Is there a formula of heat that expresses it in microscopic work done? If I understand correctly looking at the first law of thermodynamics we have a microscopic work term (heat: $Q$) and macroscopic work term ($W$)
$$ \Delta E = \Delta Q + \Delta W$$
The macroscopic work done can  be nicely expressed as: $ \Delta W = F \Delta x= PA \Delta x = P\Delta V  $
Heat is expressed as $$ \Delta Q = T \Delta S$$
Where the temperature and the entropy difference are quite abstract concepts. Temperature if I understand correctly is a function of average kinetic energy:
$$ T \propto <E_k> =\frac{1}{2} \bar{mv^2}$$
Where $ <E_k>$ is the expected value of the kinetic energy of a molecule, or average energy of a molecule.
My question is: is there a way of describing heat as microscopic work? Something along the line of:
$$ \Delta Q = \Delta \sum_i E_{k,i} = \sum_i \Delta (\frac{1}{2}m_i v_i^2) $$
It seems that since heat 'flows' this can't really be it.
 A: Your last equation is an expression for the change in internal energy, specifically, the change in the molecular kinteic energy component of internal energy, not heat. There is no such thing as a "change" in heat ($\Delta Q$). Heat is transfer of energy due solely to temperature difference.
You can think of heat as the transfer of molecular kinetic energy (KE) from a substance where the average KE of its molecules is higher (as measured by higher temperature) to a substance where the  average KE of its molecules is lower (as measured by a lower temperature).
In the case of heat transfer by conduction, that transfer of kinetic energy is the result of, on average, high kinetic energy molecules colliding with lower kinetic energy molecules such that the higher kinetic energy molecules lose energy and the lower kinetic energy molecules.

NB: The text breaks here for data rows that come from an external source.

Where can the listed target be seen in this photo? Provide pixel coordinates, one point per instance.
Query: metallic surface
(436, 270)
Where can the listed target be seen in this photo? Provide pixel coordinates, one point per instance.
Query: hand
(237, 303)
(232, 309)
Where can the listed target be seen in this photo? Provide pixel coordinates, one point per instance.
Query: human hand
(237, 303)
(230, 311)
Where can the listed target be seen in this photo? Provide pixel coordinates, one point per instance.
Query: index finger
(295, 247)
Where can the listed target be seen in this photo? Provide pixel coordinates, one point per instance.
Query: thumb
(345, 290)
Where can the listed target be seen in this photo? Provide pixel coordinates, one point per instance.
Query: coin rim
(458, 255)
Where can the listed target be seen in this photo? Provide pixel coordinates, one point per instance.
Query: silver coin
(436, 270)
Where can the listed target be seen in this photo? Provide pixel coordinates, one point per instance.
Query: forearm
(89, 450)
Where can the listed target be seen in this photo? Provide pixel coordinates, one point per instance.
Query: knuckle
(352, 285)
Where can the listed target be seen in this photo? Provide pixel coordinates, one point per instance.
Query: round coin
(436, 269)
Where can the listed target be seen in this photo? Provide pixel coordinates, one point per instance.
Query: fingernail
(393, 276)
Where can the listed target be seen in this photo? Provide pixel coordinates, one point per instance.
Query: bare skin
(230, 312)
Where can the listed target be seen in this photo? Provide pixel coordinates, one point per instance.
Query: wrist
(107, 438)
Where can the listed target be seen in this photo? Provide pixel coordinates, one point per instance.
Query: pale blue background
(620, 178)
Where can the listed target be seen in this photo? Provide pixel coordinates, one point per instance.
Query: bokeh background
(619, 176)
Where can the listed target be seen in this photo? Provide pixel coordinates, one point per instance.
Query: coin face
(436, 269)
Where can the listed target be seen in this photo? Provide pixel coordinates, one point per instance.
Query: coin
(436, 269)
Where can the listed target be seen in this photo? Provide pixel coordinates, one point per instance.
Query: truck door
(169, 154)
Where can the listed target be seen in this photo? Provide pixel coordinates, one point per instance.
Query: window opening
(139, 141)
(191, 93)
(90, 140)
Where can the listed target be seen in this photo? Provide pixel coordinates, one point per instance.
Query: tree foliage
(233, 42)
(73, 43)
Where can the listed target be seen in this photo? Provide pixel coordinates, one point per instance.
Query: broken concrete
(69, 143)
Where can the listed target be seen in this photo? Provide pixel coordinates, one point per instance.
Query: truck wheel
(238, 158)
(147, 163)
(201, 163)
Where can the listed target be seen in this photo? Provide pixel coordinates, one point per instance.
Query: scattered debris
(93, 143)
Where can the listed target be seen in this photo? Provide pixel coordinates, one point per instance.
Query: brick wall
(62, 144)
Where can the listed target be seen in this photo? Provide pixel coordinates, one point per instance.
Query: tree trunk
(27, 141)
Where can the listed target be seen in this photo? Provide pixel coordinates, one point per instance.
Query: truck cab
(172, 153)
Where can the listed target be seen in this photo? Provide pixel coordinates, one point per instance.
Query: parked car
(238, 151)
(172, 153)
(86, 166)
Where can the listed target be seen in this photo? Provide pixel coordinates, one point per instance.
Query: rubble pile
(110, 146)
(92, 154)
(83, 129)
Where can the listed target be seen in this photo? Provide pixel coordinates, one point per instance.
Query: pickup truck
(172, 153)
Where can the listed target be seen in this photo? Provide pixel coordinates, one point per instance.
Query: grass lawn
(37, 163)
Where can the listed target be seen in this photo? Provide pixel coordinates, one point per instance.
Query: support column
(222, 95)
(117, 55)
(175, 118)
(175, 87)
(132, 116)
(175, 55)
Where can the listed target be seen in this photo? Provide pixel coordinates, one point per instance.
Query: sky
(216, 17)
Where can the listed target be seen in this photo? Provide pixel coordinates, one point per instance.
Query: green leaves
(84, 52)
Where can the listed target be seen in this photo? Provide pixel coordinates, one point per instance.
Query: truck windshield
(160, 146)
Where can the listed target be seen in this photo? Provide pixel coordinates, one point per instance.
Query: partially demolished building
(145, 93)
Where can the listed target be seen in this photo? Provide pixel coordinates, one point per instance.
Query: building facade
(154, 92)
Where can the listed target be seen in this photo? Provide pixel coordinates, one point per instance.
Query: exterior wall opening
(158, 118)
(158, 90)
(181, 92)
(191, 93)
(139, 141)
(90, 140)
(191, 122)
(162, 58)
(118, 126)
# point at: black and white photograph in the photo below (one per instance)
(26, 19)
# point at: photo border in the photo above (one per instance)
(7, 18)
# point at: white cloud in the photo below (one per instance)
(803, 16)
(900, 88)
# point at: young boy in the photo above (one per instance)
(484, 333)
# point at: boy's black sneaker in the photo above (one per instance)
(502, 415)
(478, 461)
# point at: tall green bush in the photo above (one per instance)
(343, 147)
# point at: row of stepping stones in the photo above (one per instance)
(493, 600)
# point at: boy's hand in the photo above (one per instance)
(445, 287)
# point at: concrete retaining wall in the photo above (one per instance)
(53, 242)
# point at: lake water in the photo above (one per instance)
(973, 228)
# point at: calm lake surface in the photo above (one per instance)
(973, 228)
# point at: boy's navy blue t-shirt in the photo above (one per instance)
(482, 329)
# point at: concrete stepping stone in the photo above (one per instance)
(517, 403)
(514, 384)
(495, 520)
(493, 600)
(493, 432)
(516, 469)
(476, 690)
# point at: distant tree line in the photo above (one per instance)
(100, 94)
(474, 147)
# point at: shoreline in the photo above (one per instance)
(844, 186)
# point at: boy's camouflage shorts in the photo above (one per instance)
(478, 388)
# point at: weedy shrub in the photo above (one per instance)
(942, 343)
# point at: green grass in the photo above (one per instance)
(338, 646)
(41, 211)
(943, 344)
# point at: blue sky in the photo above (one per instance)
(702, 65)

In effect, the transfer is the result of microscopic work being done by the high KE molecules on the low KE molecules, transferring energy from the high KE molecules to the low KE molecules.
Hope this helps.
A: Thinking of heat as “microscopic work” invites deep confusion, I suggest.
Heat is a very special type of energy transfer—that driven by a temperature difference.
Work is every other type of energy transfer not involving mass transfer.
If you wish to distinguish heat and work microscopically, consider McQuarrie’s dichotomy: work elevates energy states in concert while maintaining their population, whereas heating expands the population of energy states without altering them (p. 44, Statistical Mechanics).